Sederhana saja. Langit selalu terlihat lapang, seolah mengartikan kebebasan dan keleluasaan. Irene suka arti itu. Irene suka semuanya tentang langit, terutama saat malam.

Malam di Daegu sangat indah. Kelam langit yang kontras justru semakin memancarkan sinar penghuni setianya. Bintang bertaburan di kanvas alam bergradien nila kehitaman, membentuk titik-titik kecil dengan pola tak beraturan. Embusan angin malam dan remang-remang cahaya Bulan menyapa dari balik awan, mendukung kilauan bintang dari kejauhan.
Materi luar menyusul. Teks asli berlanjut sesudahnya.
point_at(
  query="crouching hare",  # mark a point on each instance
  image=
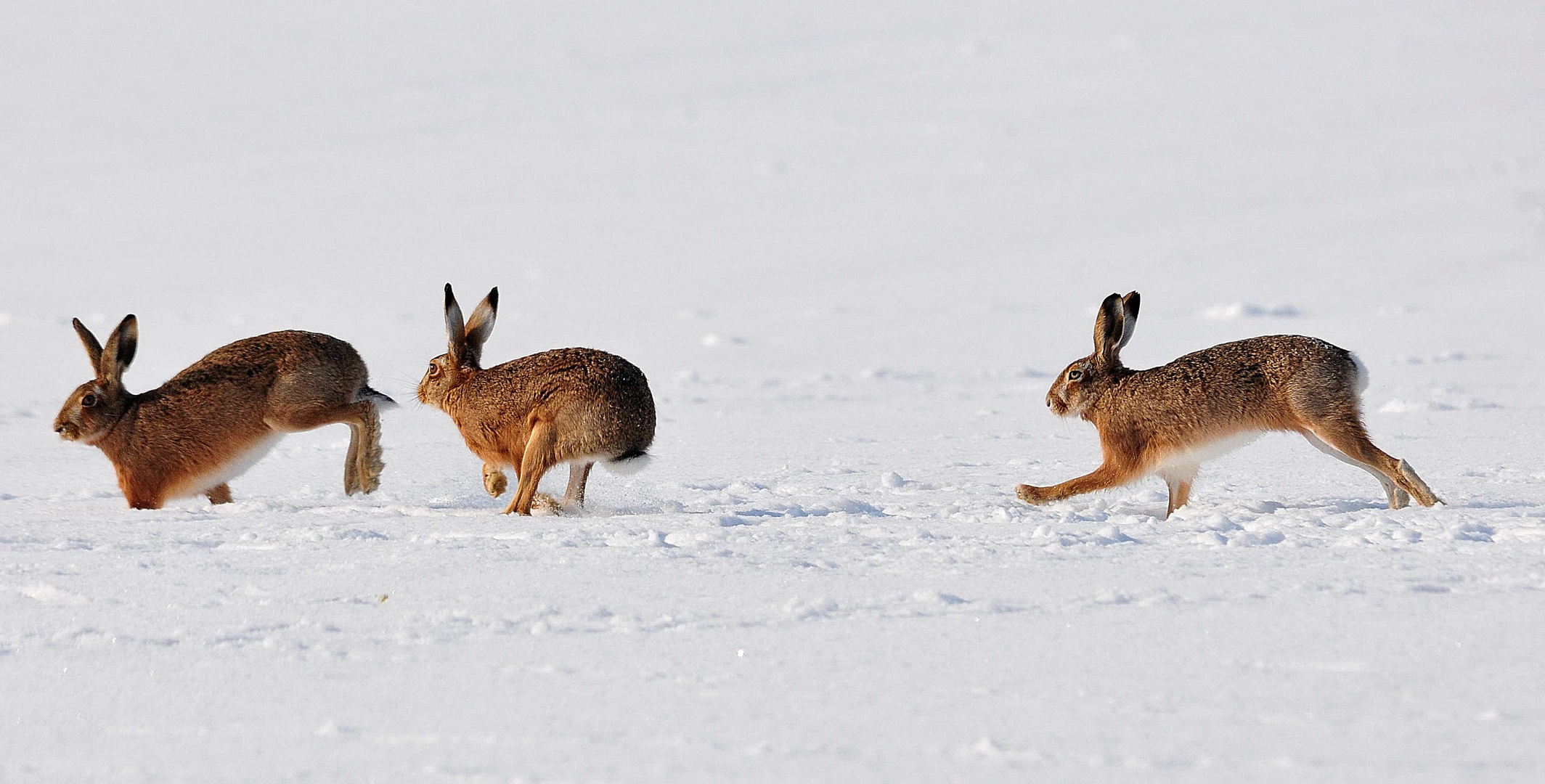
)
(215, 419)
(576, 407)
(1167, 420)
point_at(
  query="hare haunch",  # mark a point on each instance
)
(215, 419)
(1167, 420)
(574, 407)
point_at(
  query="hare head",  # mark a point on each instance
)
(1087, 380)
(464, 351)
(98, 405)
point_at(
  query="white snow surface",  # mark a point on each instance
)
(849, 242)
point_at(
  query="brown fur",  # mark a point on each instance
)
(1164, 420)
(558, 407)
(192, 434)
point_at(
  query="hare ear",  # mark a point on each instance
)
(119, 349)
(479, 326)
(1130, 304)
(1108, 327)
(454, 329)
(93, 348)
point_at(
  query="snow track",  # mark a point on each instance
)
(849, 244)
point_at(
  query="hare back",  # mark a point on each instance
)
(598, 403)
(1268, 383)
(226, 396)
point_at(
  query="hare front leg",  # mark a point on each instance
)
(495, 481)
(534, 463)
(1104, 477)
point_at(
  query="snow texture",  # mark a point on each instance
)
(849, 242)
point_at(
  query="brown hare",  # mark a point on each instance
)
(213, 420)
(1167, 420)
(574, 407)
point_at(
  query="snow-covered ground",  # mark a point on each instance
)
(849, 242)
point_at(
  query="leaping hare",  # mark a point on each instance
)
(1167, 420)
(215, 419)
(574, 407)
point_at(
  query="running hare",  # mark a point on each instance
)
(1167, 420)
(215, 419)
(574, 407)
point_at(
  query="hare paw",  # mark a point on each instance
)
(495, 482)
(545, 504)
(1030, 494)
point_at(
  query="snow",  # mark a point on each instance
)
(849, 244)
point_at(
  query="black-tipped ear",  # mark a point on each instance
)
(1108, 329)
(93, 348)
(1130, 304)
(479, 327)
(454, 329)
(119, 349)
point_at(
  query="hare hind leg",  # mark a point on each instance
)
(534, 463)
(578, 473)
(1179, 483)
(1350, 440)
(362, 468)
(1398, 499)
(1104, 477)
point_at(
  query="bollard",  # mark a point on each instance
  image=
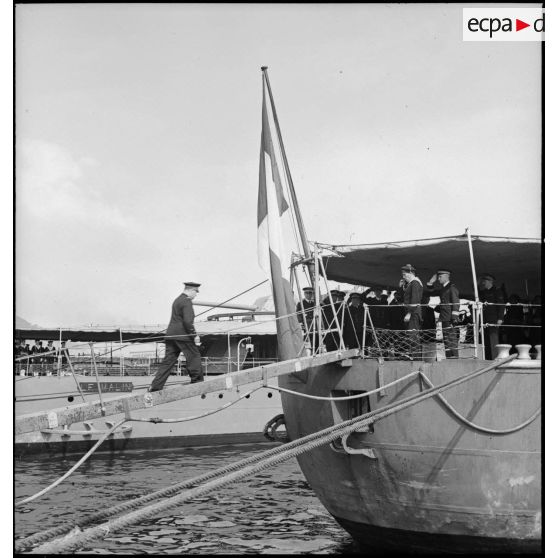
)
(503, 351)
(523, 352)
(538, 348)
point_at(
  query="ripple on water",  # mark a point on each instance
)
(273, 512)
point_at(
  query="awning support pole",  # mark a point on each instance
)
(121, 351)
(476, 315)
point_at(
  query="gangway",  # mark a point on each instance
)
(114, 405)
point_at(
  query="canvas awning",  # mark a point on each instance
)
(515, 262)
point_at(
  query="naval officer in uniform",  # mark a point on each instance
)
(181, 337)
(440, 285)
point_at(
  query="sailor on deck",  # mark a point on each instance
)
(493, 313)
(440, 285)
(181, 337)
(412, 298)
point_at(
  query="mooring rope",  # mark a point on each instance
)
(70, 471)
(346, 397)
(78, 539)
(474, 426)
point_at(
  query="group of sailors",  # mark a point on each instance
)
(409, 309)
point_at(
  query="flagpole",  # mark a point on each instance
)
(301, 229)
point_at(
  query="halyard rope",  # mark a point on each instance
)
(78, 539)
(474, 426)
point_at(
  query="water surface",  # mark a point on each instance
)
(273, 512)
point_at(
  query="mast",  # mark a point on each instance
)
(298, 216)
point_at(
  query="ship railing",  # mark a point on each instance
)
(462, 339)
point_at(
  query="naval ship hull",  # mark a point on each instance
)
(420, 479)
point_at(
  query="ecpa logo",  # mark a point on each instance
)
(503, 24)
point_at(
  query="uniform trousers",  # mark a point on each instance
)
(451, 339)
(414, 348)
(173, 348)
(491, 339)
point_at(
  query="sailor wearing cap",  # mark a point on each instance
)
(493, 313)
(440, 285)
(412, 296)
(354, 322)
(305, 308)
(181, 337)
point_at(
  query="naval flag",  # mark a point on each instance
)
(271, 207)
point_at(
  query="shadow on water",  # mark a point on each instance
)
(273, 512)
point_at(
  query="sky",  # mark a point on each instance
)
(138, 131)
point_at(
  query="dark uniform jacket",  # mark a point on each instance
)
(182, 318)
(449, 300)
(491, 314)
(353, 326)
(308, 306)
(412, 296)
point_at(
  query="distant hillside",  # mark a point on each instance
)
(24, 324)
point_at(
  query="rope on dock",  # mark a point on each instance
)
(78, 539)
(155, 420)
(474, 426)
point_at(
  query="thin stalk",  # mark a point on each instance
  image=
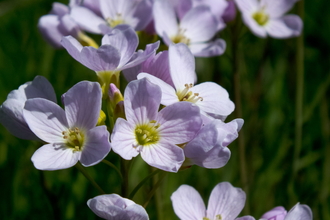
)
(153, 191)
(136, 189)
(114, 167)
(84, 172)
(238, 108)
(299, 92)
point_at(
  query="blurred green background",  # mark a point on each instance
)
(268, 88)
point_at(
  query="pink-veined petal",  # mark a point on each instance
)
(179, 122)
(54, 157)
(188, 204)
(123, 139)
(141, 100)
(83, 104)
(215, 98)
(97, 146)
(46, 119)
(168, 93)
(199, 24)
(301, 212)
(165, 18)
(225, 200)
(164, 155)
(87, 20)
(182, 65)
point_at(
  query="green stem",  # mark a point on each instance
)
(84, 172)
(132, 194)
(114, 167)
(153, 191)
(299, 93)
(238, 109)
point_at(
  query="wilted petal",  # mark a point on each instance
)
(86, 19)
(46, 119)
(182, 65)
(188, 204)
(54, 157)
(123, 139)
(97, 146)
(199, 24)
(301, 212)
(179, 122)
(215, 99)
(163, 155)
(83, 104)
(141, 100)
(225, 200)
(165, 18)
(168, 93)
(213, 48)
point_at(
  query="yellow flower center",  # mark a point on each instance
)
(113, 22)
(260, 17)
(74, 138)
(189, 96)
(147, 133)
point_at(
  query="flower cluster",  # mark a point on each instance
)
(163, 114)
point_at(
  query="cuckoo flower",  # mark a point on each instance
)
(71, 134)
(135, 13)
(154, 134)
(116, 53)
(301, 212)
(208, 96)
(266, 17)
(114, 207)
(196, 28)
(209, 148)
(11, 111)
(225, 202)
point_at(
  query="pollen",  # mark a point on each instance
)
(187, 95)
(147, 133)
(74, 139)
(260, 17)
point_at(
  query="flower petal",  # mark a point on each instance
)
(123, 140)
(277, 8)
(199, 24)
(188, 204)
(206, 149)
(301, 212)
(163, 155)
(54, 157)
(165, 18)
(46, 119)
(87, 20)
(97, 146)
(141, 101)
(182, 65)
(83, 104)
(179, 122)
(225, 200)
(168, 93)
(125, 40)
(215, 99)
(288, 26)
(213, 48)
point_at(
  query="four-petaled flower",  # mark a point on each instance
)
(71, 134)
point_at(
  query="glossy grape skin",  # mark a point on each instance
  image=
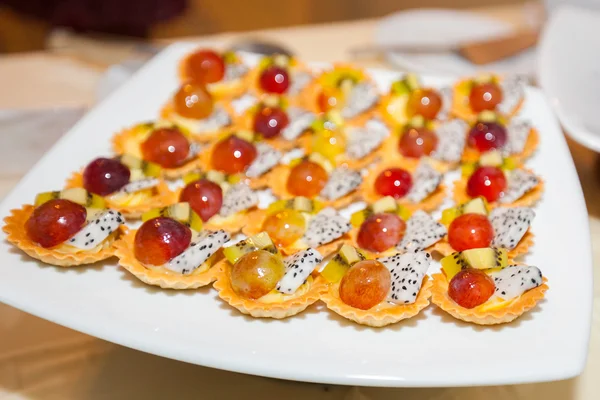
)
(205, 197)
(255, 274)
(285, 227)
(161, 239)
(488, 182)
(193, 101)
(104, 176)
(471, 287)
(365, 285)
(486, 136)
(167, 147)
(55, 222)
(485, 96)
(470, 231)
(395, 182)
(307, 179)
(417, 142)
(380, 232)
(233, 155)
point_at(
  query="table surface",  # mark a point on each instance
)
(41, 360)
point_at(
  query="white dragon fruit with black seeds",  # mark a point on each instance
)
(325, 227)
(407, 271)
(515, 280)
(201, 248)
(298, 268)
(363, 140)
(341, 181)
(266, 158)
(238, 197)
(421, 232)
(519, 182)
(510, 225)
(425, 181)
(451, 140)
(97, 230)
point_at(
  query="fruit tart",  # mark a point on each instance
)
(222, 201)
(504, 94)
(377, 292)
(171, 250)
(257, 280)
(490, 131)
(128, 184)
(162, 143)
(65, 228)
(224, 74)
(242, 152)
(443, 142)
(316, 178)
(409, 98)
(386, 226)
(483, 288)
(417, 187)
(346, 89)
(299, 223)
(471, 225)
"Ekhem.." sebuah dehaman memecah keheningan, membuatnya tertegun. "Kau suka langit?" tanya Vante seraya duduk di samping gadis itu.

Angin berhembus pelan, membuat sedikit helai rambut Irene menyapu wajahnya yang mulus. Sambil menghirup aroma angin sejuk, ia mengangguk, "terutama bulan."

"Bulan? Biasanya orang lebih mengagumi bintang. Apa yang kau suka dari bulan?"

"Bulan bersinar dengan bantuan yang lain."

Tatapan Vante fokus, "Hm?"

"Aku konyol, ya? Tiba-tiba melankolis begitu..."

"Tidak sama sekali. Aku juga suka langit. Tapi lebih suka saat cerah. Seperti siang atau pagi."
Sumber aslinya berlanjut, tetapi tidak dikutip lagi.